Las puntuationes del SAT se reportan como rangos, y la compañía que prepara el examen, College Board, ha declarado que las puntuaciones generalmente se encuentran en un rango que va de 30 ó 40 puntos por debajo a 30 ó 40 puntos por encima de la habilidad verdadera del estudiante. En un examen con 2,400 puntos posibles, ningún estudiante debería estar tomando decisiones sobre universidades basándose en una diferencia de 30 puntos, o en listas que ordenan la calidad de las instituciones basándose en gran medida en esos números. Hay factores mucho más importantes que deben considerarse al elegir una universidad.
Las puntuaciones del SAT son una herramienta que ayuda a las universidades a organizar a sus solicitantes. No están diseñadas para ayudar a los solicitantes a organizar sus universidades. El dato del rango del SAT no te ayuda a obtener ayuda financiera para pagar la universidad, ni te proporciona consejería académica sólida para que te gradúes a tiempo. No te ofrece servicios de carrera para obtener un empleo después de graduarte, ni te da las herramientas para lidiar con tus préstamos estudiantiles en la adultez. Las universidades pueden proveer esta información para sus solicitantes potenciales, y dos escuelas con la misma puntuación del SAT podrían muy bien variar en su efectividad en estas otras, e importantes, esferas.

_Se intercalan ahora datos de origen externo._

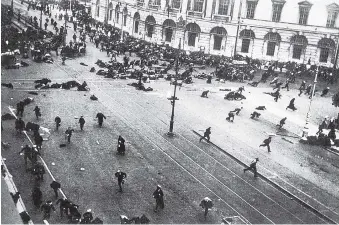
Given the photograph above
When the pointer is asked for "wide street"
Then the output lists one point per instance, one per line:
(187, 170)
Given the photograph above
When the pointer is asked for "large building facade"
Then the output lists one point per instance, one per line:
(284, 30)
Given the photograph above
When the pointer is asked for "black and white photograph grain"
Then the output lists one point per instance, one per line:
(169, 112)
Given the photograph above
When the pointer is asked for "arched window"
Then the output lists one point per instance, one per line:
(299, 43)
(117, 9)
(97, 11)
(168, 27)
(246, 36)
(325, 45)
(273, 39)
(136, 20)
(193, 31)
(110, 11)
(125, 13)
(149, 25)
(218, 34)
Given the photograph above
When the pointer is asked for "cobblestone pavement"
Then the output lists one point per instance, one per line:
(186, 169)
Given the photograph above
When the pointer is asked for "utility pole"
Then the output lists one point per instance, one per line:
(41, 7)
(306, 128)
(238, 27)
(173, 98)
(336, 56)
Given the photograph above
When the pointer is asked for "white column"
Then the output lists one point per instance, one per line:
(184, 6)
(209, 8)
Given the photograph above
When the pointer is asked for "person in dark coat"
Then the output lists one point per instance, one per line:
(39, 171)
(121, 176)
(253, 166)
(88, 217)
(282, 122)
(55, 186)
(57, 122)
(19, 125)
(69, 133)
(325, 91)
(159, 198)
(38, 141)
(121, 145)
(267, 143)
(82, 122)
(291, 105)
(37, 112)
(237, 110)
(101, 118)
(37, 197)
(20, 107)
(46, 208)
(230, 117)
(206, 204)
(206, 135)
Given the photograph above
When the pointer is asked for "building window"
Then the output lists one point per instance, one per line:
(136, 26)
(198, 5)
(125, 20)
(251, 5)
(176, 4)
(245, 45)
(98, 10)
(303, 11)
(270, 48)
(223, 7)
(277, 9)
(110, 14)
(331, 18)
(217, 42)
(168, 34)
(140, 2)
(324, 52)
(191, 38)
(297, 50)
(150, 29)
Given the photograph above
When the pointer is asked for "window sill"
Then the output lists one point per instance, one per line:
(195, 14)
(221, 18)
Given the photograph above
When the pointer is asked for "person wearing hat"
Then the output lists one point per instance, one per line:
(206, 135)
(39, 171)
(282, 122)
(82, 122)
(46, 208)
(159, 198)
(267, 143)
(121, 176)
(57, 122)
(253, 166)
(88, 217)
(325, 91)
(206, 204)
(237, 110)
(69, 133)
(37, 196)
(37, 112)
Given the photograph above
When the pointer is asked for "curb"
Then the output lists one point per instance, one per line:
(12, 189)
(303, 203)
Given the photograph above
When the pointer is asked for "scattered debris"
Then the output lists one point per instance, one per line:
(9, 85)
(93, 97)
(7, 116)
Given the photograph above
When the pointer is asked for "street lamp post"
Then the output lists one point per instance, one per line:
(173, 98)
(306, 128)
(238, 27)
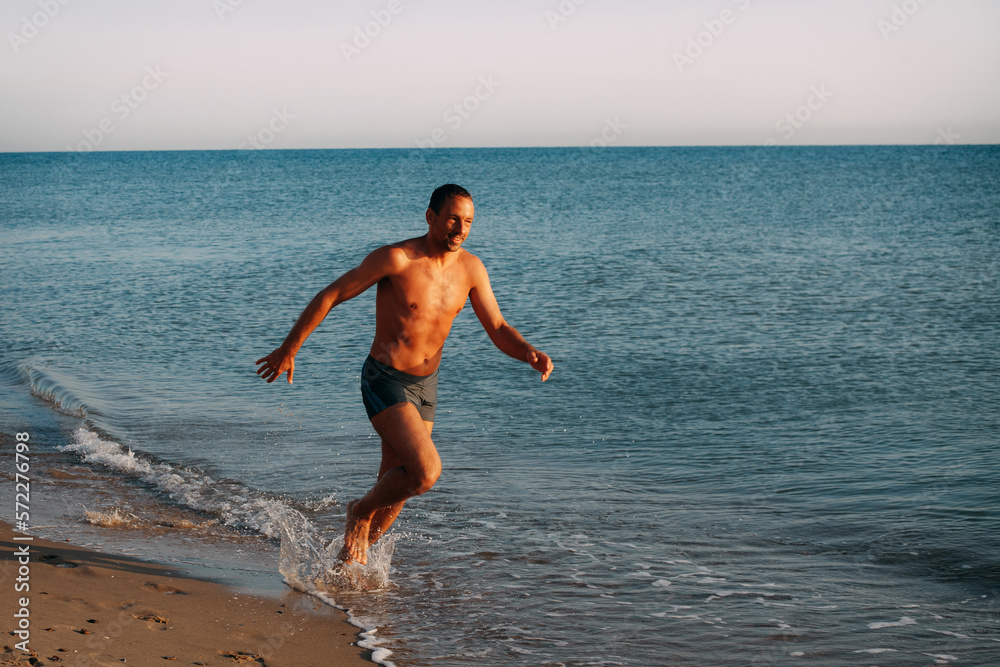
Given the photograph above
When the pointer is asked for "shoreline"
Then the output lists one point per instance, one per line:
(92, 608)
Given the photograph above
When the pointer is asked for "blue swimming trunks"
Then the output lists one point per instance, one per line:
(382, 386)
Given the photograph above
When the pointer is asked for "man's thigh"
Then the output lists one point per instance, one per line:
(406, 438)
(389, 458)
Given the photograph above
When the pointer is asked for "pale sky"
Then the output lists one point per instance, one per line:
(226, 74)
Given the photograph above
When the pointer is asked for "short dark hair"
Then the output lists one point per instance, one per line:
(442, 194)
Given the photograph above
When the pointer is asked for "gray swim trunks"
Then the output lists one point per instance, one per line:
(383, 385)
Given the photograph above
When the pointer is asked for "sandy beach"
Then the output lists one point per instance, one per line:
(90, 608)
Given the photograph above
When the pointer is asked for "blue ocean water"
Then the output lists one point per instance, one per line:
(771, 434)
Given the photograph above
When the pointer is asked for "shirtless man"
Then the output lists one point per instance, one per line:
(422, 285)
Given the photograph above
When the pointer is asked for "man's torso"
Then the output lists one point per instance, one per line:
(415, 308)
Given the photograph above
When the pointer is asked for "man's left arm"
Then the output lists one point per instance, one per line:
(504, 336)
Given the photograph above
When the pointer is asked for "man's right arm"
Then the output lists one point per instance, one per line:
(377, 265)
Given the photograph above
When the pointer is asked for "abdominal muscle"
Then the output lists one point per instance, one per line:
(408, 341)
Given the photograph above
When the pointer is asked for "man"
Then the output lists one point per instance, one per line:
(423, 284)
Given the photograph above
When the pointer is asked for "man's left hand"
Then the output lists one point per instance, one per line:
(541, 363)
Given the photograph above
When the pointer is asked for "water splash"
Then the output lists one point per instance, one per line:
(310, 565)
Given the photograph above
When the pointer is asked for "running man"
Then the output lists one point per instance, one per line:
(423, 284)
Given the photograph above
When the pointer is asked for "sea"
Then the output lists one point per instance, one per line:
(772, 435)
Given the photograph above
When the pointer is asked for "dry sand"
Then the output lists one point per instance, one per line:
(111, 610)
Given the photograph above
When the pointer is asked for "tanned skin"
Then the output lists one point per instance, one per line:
(423, 284)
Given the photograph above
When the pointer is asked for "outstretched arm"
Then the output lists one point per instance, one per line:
(504, 336)
(375, 266)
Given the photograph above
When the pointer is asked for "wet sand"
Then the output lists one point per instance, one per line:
(89, 608)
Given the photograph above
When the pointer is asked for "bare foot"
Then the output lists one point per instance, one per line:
(355, 549)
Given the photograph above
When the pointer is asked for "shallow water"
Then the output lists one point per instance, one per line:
(771, 433)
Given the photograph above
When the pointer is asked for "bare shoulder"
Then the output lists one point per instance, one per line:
(392, 258)
(471, 262)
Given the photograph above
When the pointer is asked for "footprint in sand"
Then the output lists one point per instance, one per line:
(153, 621)
(243, 657)
(163, 588)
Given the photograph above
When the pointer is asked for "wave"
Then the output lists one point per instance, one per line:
(53, 388)
(307, 563)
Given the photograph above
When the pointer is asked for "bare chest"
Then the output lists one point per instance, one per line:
(432, 293)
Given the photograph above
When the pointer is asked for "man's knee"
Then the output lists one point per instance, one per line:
(426, 475)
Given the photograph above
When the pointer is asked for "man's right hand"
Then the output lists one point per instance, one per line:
(276, 363)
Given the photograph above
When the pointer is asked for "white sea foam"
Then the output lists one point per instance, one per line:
(905, 620)
(306, 562)
(876, 651)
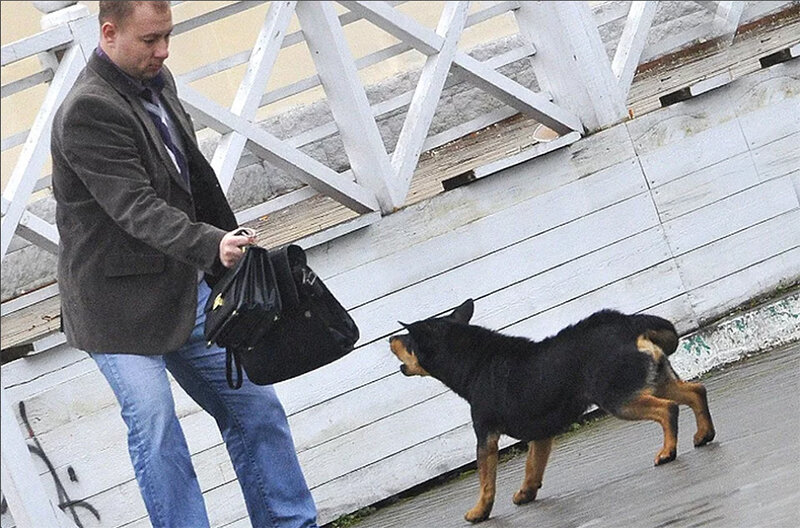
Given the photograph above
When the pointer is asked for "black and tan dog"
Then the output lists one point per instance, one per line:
(534, 390)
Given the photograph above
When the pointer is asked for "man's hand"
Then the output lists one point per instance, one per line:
(231, 247)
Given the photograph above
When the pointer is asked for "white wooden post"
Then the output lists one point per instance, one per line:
(571, 61)
(631, 43)
(262, 59)
(281, 154)
(348, 102)
(506, 90)
(23, 489)
(426, 95)
(34, 154)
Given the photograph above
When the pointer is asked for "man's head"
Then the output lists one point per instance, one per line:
(135, 35)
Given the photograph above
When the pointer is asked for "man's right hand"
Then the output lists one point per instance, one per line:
(231, 247)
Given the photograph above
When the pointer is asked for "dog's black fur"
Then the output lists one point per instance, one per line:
(535, 390)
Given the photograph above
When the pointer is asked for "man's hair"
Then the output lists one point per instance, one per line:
(118, 11)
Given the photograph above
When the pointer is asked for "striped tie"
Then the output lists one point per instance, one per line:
(158, 114)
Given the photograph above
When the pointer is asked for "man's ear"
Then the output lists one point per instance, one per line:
(463, 313)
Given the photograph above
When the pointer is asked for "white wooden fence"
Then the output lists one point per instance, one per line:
(583, 91)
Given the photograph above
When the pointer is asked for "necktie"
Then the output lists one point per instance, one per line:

Ese tipo de información resulta, al final del día, mucho más importante que saber si una escuela es la número cinco o la 50 en sus puntuaciones medianas del SAT. Padres e hijos deben tener acceso a recursos que les permitan contestar preguntas tales como: ¿Cuán generosa es la ayuda financiera promedio en una institución? ¿Cuál es el precio neto real de su matrícula? ¿Qué proporción de los estudiantes se gradúa en cuatro, cinco y seis años? ¿Cuántos estudiantes fallan en el pago de sus préstamos estudiantiles? ¿Muestra esa institución brechas de logro académico entre distintas poblaciones, tales como hombres vs. mujeres, blancos vs. grupos minoritarios, o estudiantes de familias acomodadas vs. aquellos que vienen de familias de escasos recursos?
College Results Online es un buen lugar para buscar respuestas a esas preguntas. El College Navigator del Centro Nacional de Estadísticas Educativas es otro excelente recurso. Venga de estos o de otros recursos, este es el tipo de información que puede ayudar a los estudiantes a encontrar la escuela que más les conviene. Las listas de “mejores universidades” que dependen en gran medida de las puntuaciones del SAT pueden tener mejor publicidad, pero no atienden algunas preguntas importantes para las familias que exploran universidades posibles. Y hasta tanto estas listas incluyan algunos de los factores que sí importan, deben ser utilizadas con cautela-o tal vez, dejadas a un lado.